Arteriovenous fistulae are artificial connections between the artery and vein in the arm which allow needles to be inserted for haemodialysising patients wit kidney failure. Occasionally severe debilitating pain can arise from these fistulae for which no cause can be found. Such pain can be very difficult to treat. Many commonly used used painkillers are known to cause significant side effects in patients with renal failure (drowsiness, confusion etc. Qutenza (topical capsaicin 8%) is a new treatment made from chilli peppers which is applied to the skin as a patch and works directly at the nerve endings in the skin to prevent pain. It therefore should not have the systemic side effects of other drugs. It has been demonstrated to be beneficial in other painful conditions for example post-shingles pain and nerve pain from HIV. It has never been used for critical ischaemia before. We propose to investigate the efficacy of Qutenza in treating patients with end stage renal failure and chronic pain from their fistulae (AVF). We will recruit 20 patients with painful AVF and treat them with Qutenza. We will follow them up for 12 weeks and monitor the change in their pain scores.

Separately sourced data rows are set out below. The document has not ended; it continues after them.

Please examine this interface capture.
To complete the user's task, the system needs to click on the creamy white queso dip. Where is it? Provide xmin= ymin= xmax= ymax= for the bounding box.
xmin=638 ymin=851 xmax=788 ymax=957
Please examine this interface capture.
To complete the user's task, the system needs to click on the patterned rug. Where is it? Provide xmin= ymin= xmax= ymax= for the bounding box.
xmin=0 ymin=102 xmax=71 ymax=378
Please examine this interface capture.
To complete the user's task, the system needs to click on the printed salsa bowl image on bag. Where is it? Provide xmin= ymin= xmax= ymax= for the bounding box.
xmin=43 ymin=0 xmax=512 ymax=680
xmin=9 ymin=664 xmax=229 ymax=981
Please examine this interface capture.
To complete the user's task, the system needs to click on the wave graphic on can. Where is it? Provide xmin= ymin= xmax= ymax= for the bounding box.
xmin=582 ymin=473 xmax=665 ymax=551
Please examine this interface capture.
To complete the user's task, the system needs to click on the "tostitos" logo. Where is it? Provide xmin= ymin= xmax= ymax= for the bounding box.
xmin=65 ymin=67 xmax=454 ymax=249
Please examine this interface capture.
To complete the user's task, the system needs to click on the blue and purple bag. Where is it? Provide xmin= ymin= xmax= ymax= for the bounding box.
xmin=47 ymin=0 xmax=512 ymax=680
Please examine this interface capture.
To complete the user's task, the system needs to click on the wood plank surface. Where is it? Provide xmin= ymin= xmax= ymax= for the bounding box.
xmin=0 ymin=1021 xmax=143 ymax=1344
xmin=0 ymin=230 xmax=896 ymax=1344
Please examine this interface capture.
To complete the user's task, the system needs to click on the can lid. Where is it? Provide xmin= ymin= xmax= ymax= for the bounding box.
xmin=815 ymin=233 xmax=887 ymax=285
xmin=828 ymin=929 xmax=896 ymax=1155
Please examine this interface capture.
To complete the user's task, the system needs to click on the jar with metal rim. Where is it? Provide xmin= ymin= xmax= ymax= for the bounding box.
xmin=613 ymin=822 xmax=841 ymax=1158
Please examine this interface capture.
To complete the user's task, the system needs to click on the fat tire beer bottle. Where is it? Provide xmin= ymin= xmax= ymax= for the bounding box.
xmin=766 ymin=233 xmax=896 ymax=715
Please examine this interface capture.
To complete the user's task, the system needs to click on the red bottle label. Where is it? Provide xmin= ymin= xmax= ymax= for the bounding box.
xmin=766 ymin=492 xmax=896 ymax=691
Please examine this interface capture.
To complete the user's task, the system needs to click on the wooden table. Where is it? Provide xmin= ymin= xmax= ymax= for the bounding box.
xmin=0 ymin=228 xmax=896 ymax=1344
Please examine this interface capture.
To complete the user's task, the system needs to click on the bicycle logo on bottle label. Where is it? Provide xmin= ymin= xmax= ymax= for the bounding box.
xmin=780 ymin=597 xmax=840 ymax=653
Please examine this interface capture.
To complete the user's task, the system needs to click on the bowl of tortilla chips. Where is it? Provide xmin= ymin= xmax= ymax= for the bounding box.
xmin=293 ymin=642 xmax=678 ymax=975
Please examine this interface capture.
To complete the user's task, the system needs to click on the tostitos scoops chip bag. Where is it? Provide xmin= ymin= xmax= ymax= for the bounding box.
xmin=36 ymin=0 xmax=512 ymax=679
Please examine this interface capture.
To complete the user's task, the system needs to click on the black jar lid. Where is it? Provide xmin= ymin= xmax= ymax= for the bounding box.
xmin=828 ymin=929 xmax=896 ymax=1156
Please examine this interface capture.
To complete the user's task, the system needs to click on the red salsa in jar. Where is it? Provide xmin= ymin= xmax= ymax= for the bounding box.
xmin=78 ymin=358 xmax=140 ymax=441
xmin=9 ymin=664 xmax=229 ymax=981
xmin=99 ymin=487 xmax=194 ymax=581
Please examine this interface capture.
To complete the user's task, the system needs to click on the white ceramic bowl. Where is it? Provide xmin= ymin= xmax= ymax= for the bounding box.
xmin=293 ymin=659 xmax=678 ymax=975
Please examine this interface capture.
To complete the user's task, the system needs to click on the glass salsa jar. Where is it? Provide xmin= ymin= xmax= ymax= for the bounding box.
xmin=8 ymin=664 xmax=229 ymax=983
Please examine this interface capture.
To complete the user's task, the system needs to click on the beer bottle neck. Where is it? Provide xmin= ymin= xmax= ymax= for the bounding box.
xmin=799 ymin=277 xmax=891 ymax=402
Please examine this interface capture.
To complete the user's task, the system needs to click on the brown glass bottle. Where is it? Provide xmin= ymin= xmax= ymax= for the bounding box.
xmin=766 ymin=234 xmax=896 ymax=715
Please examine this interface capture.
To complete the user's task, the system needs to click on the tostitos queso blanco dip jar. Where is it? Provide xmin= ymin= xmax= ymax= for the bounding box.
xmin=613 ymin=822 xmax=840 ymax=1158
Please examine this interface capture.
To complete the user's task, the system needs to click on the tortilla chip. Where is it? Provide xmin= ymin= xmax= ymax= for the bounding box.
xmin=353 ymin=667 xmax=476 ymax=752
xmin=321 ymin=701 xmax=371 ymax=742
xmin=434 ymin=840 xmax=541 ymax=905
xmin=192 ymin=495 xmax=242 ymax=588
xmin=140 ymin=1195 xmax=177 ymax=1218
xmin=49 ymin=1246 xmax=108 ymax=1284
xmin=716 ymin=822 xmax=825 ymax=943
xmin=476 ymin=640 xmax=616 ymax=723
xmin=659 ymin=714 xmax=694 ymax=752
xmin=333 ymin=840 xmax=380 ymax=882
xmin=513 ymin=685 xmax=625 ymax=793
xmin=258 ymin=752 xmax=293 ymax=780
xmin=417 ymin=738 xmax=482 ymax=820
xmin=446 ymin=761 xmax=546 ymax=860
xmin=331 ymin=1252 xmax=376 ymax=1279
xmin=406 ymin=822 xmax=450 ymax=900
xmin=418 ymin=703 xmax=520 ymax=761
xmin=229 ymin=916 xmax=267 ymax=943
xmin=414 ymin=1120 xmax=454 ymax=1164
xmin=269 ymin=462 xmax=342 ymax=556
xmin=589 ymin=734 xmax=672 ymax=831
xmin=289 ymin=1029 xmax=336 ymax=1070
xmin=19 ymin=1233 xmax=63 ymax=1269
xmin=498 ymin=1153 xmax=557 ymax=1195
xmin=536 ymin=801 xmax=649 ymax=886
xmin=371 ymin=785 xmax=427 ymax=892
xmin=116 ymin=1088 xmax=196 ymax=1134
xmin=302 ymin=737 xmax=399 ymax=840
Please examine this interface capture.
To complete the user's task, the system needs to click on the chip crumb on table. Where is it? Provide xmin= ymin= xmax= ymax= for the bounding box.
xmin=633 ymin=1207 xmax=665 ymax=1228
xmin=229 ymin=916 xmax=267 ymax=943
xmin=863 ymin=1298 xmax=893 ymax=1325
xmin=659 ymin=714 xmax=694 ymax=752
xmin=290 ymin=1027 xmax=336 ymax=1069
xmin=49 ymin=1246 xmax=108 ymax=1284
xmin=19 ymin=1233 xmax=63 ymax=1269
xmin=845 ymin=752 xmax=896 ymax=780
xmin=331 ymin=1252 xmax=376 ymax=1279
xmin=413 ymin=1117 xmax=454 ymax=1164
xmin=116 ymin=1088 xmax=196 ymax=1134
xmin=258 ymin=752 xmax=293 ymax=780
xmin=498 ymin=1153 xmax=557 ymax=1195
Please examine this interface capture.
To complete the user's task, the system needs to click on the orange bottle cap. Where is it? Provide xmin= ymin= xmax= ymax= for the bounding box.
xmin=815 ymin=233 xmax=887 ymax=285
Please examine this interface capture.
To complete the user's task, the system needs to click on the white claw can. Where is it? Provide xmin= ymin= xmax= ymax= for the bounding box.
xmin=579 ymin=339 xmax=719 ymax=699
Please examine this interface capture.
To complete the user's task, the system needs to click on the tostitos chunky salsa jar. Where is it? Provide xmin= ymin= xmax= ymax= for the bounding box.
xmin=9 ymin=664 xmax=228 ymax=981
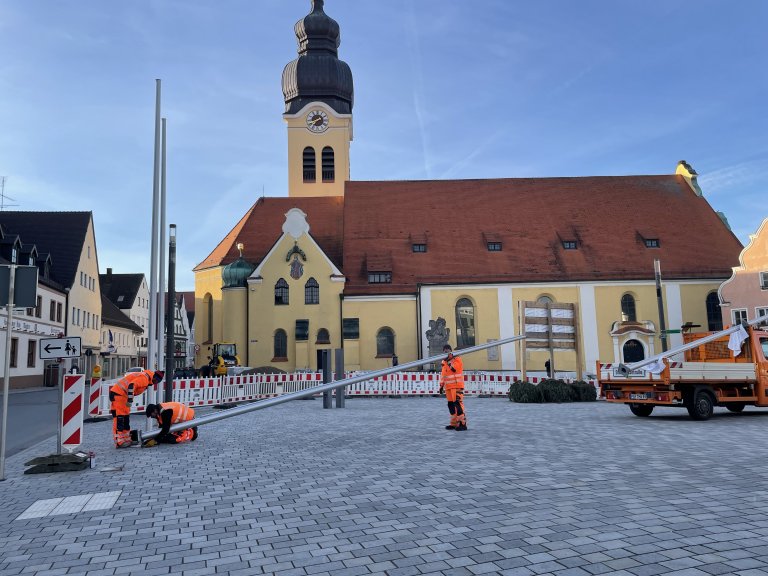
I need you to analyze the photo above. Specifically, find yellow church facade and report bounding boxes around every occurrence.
[195,1,741,375]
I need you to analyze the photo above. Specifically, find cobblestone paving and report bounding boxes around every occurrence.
[0,398,768,576]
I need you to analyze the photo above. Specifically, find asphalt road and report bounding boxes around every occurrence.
[0,388,59,457]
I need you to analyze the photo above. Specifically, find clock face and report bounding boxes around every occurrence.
[307,110,328,133]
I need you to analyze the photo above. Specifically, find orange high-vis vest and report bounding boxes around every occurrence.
[440,356,464,390]
[109,370,155,404]
[158,402,195,424]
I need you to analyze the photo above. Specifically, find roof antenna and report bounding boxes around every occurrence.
[0,176,18,212]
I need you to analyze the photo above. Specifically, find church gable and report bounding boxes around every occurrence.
[251,208,342,281]
[344,175,741,295]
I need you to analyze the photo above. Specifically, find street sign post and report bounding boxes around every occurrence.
[40,336,80,360]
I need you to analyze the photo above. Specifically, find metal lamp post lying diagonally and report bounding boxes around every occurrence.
[618,315,768,376]
[139,335,525,441]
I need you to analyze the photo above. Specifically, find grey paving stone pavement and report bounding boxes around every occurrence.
[0,398,768,576]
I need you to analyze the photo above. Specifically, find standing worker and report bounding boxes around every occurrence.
[144,402,197,447]
[440,344,467,432]
[109,370,163,448]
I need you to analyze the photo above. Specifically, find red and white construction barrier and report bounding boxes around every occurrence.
[61,374,85,452]
[94,371,594,416]
[88,378,101,416]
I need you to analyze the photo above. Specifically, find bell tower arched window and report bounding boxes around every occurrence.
[456,298,475,348]
[302,146,317,182]
[621,294,637,322]
[275,278,288,306]
[323,146,336,182]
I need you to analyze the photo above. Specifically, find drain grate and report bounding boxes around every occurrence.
[16,490,123,520]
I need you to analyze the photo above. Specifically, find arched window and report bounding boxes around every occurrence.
[456,298,475,348]
[621,294,637,322]
[203,294,213,342]
[275,328,288,358]
[621,340,645,364]
[323,146,336,182]
[302,146,317,182]
[315,328,331,344]
[707,292,723,332]
[376,328,395,358]
[304,278,320,304]
[275,278,288,306]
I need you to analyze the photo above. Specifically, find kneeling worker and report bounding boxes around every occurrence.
[109,370,163,448]
[144,402,197,446]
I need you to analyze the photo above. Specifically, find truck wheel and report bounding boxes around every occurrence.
[629,404,653,418]
[686,390,715,420]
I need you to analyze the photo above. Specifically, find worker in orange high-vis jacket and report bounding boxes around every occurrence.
[144,402,197,446]
[440,344,467,432]
[109,370,163,448]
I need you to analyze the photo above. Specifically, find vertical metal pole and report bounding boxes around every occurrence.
[157,118,171,378]
[547,302,555,379]
[0,264,16,481]
[653,259,667,352]
[147,78,160,372]
[164,224,176,402]
[334,348,347,408]
[319,350,333,408]
[56,288,70,454]
[517,300,528,381]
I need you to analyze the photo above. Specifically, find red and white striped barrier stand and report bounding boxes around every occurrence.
[61,374,85,452]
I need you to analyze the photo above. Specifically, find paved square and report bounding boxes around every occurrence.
[0,398,768,576]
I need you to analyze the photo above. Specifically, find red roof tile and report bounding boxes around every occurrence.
[340,175,742,295]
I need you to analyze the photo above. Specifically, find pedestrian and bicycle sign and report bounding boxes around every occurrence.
[40,336,80,360]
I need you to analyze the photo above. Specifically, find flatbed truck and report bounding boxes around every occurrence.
[597,316,768,420]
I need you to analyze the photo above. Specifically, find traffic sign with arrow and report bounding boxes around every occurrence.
[40,336,80,360]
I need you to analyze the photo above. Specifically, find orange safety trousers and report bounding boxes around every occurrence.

Neuropathic (nerve pain) following amputation of a limb is very common, affecting 60-80% of patients (Sherman et al, 1984). It can prolong their recovery making it difficult to fit protheses and mobilise. Current treatment options are limited and existing painkillers have significant side effects. Nevertheless there is some evidence that pre-emptive analgesia (pain relief provided prior to the surgery) has additional benefits after the surgery (Ypsilantis & Tang, 2010) Qutenza (topical capsaicin 8%)is a novel analgesic agent which is applied directly onto the skin. It works by desensitising to pain receptors in the skin (Nolano et al., 1999) and has been shown to be effective in reducing neuropathic pain in other conditions (Backonja et al., 2008) We propose to evaluate the use of Qutenza for pre-emptive analgesia in patients undergoing amputation of a limb. This is a small, pilot, randomised controlled study of 30 patients undergoing lower limb amputation who will have Qutenza or active control applied prior to surgery. They will be followed up for 12 weeks post-operatively with regular assessment of pain scores, quality of life and wound healing.